The mall opened in 1968 as the Buford-Clairmont Mall and included a movie theater. Tenants included Woolco which later became a Burlington Coat Factory. Later the mall became "Outlet Square" and included a Winn-Dixie supermarket. In 1996, new owners turned the mall into "Asian Square", modeled after a crowded Hong Kong street. In 2000 new owners Doug McMurrain and Vince Riggio spend $13 million to transform Asian Square into Plaza Fiesta. The renovation included creating a music venue where in partnership with House of Blues musicians such as Red Hot Chili Peppers, Pink, Moby, JZ, 50 Cent and the Cult played at Plaza Fiesta. McMurrain and Riggio sold Plaza Fiesta to CALSTRS in 2006 for $56 million who held the property and expanded the Mercado until 2022 and sold it for $86 million. Marshalls closed in the early 2010s as it opened a store in nearby Town Brookhaven.

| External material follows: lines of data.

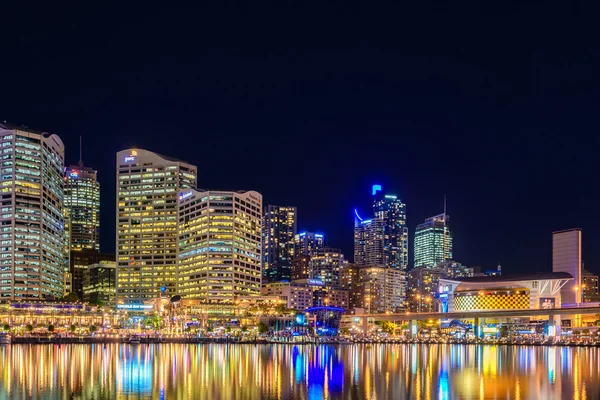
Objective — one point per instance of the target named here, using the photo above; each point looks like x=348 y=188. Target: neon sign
x=132 y=156
x=134 y=306
x=183 y=196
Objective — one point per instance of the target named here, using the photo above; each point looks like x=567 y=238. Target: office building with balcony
x=278 y=233
x=32 y=218
x=433 y=242
x=219 y=245
x=309 y=243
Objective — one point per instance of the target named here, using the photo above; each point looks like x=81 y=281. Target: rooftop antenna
x=80 y=153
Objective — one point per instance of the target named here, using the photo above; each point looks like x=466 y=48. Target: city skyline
x=488 y=119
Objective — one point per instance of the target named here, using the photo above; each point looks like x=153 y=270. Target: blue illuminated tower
x=392 y=212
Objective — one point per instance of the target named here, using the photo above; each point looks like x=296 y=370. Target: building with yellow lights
x=148 y=190
x=219 y=245
x=32 y=218
x=519 y=292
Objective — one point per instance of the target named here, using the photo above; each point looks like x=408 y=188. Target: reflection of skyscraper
x=433 y=242
x=309 y=243
x=32 y=219
x=278 y=231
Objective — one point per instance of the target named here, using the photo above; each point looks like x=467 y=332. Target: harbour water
x=220 y=371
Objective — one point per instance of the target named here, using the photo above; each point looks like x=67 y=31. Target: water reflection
x=295 y=372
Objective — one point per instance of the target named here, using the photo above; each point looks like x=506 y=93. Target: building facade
x=100 y=284
x=32 y=219
x=433 y=242
x=327 y=267
x=566 y=257
x=306 y=293
x=368 y=242
x=82 y=207
x=589 y=287
x=309 y=243
x=219 y=245
x=148 y=191
x=392 y=212
x=278 y=232
x=301 y=267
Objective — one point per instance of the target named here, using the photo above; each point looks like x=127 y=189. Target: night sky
x=310 y=104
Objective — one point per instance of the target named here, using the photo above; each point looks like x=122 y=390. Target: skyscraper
x=382 y=239
x=278 y=232
x=566 y=257
x=327 y=267
x=148 y=191
x=32 y=218
x=368 y=242
x=309 y=243
x=433 y=242
x=82 y=207
x=392 y=212
x=219 y=245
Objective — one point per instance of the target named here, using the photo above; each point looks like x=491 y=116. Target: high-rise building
x=433 y=242
x=148 y=191
x=392 y=212
x=301 y=267
x=566 y=257
x=82 y=207
x=32 y=218
x=327 y=267
x=278 y=232
x=309 y=243
x=219 y=245
x=589 y=287
x=368 y=242
x=79 y=263
x=100 y=284
x=380 y=289
x=382 y=239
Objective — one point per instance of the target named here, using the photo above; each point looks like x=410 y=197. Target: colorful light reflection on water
x=174 y=371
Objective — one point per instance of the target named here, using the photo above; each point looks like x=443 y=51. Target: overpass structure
x=554 y=315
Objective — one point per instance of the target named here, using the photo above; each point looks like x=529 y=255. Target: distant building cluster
x=215 y=247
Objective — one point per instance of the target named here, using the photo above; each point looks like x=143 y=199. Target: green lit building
x=433 y=242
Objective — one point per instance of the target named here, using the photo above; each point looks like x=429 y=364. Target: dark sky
x=310 y=103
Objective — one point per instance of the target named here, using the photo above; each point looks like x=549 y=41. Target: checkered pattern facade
x=504 y=301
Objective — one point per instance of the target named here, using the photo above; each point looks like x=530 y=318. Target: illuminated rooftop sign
x=357 y=216
x=132 y=156
x=183 y=196
x=134 y=306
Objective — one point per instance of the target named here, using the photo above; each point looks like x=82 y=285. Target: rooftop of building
x=24 y=128
x=515 y=277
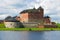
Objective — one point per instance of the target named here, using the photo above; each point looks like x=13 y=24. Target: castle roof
x=11 y=19
x=31 y=10
x=46 y=17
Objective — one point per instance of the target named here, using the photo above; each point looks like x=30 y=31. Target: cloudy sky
x=14 y=7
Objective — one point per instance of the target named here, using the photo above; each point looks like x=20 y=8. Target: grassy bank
x=29 y=29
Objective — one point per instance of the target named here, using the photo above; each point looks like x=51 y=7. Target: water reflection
x=24 y=35
x=36 y=35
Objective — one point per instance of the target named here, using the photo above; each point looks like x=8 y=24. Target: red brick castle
x=35 y=16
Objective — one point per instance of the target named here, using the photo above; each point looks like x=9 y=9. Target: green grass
x=58 y=25
x=29 y=29
x=2 y=25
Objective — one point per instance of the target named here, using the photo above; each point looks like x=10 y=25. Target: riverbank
x=29 y=29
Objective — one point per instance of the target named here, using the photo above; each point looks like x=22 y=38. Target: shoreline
x=29 y=29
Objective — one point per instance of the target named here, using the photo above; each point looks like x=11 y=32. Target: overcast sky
x=14 y=7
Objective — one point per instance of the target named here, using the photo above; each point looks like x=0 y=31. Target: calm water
x=24 y=35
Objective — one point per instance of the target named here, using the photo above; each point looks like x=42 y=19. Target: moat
x=29 y=35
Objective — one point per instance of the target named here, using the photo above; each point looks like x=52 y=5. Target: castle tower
x=41 y=11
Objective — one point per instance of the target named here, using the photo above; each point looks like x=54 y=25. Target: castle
x=30 y=18
x=34 y=15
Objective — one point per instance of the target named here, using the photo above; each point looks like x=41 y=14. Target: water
x=25 y=35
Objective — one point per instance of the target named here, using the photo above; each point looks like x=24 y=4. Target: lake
x=29 y=35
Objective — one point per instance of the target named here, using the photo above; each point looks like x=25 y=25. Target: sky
x=14 y=7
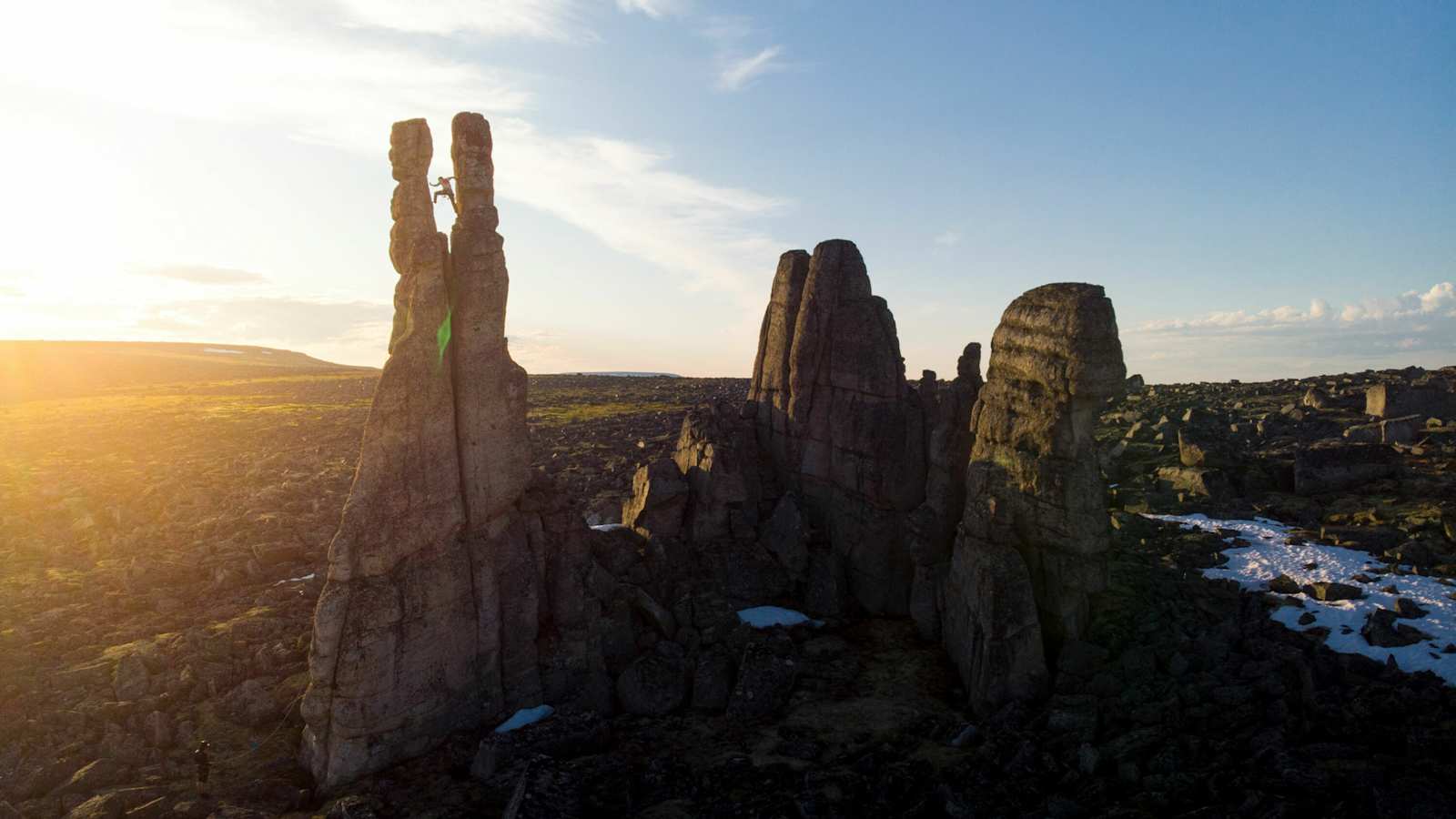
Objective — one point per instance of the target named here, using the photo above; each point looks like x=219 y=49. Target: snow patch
x=1261 y=550
x=768 y=617
x=524 y=717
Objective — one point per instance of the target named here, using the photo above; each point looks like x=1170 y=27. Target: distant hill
x=625 y=373
x=65 y=369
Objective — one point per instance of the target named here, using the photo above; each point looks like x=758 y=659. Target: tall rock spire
x=412 y=637
x=388 y=661
x=834 y=414
x=490 y=387
x=1034 y=532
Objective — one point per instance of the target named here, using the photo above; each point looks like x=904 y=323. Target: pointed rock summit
x=446 y=561
x=1034 y=533
x=836 y=419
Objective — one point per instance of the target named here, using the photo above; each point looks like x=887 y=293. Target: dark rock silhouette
x=836 y=419
x=1034 y=531
x=446 y=564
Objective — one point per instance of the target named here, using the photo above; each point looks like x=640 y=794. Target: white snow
x=1263 y=550
x=768 y=617
x=524 y=717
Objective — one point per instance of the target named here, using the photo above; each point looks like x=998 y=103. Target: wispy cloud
x=1414 y=327
x=313 y=75
x=740 y=73
x=1441 y=299
x=655 y=9
x=204 y=274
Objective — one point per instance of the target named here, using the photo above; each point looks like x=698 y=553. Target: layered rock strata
x=1034 y=532
x=934 y=522
x=836 y=419
x=456 y=592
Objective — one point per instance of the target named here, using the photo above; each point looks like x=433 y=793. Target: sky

2013 saw a number of openings at the plaza, including the Shoppers World discount store, Planet Fitness gym, and Ross Dress for Less. That same year, the mall reported over 4 million visitors. The mall attracts shoppers from as far as North Carolina, Alabama and Tennessee. In February 2020, an Ollie's Bargain Outlet location opened next to the Planet Fitness location.

==Incidents==

A robbery and shoplifting took place inside of a store in the mall in April 2021. That same year, a fight was taken place after the mall was closed for the night.

After a string of fights and robberies, the mall issued a new supervision rule requires all visitors under 18 will have to be with an adult 21 years and over after 3 PM while on mall property and placed security measures throughout the mall area.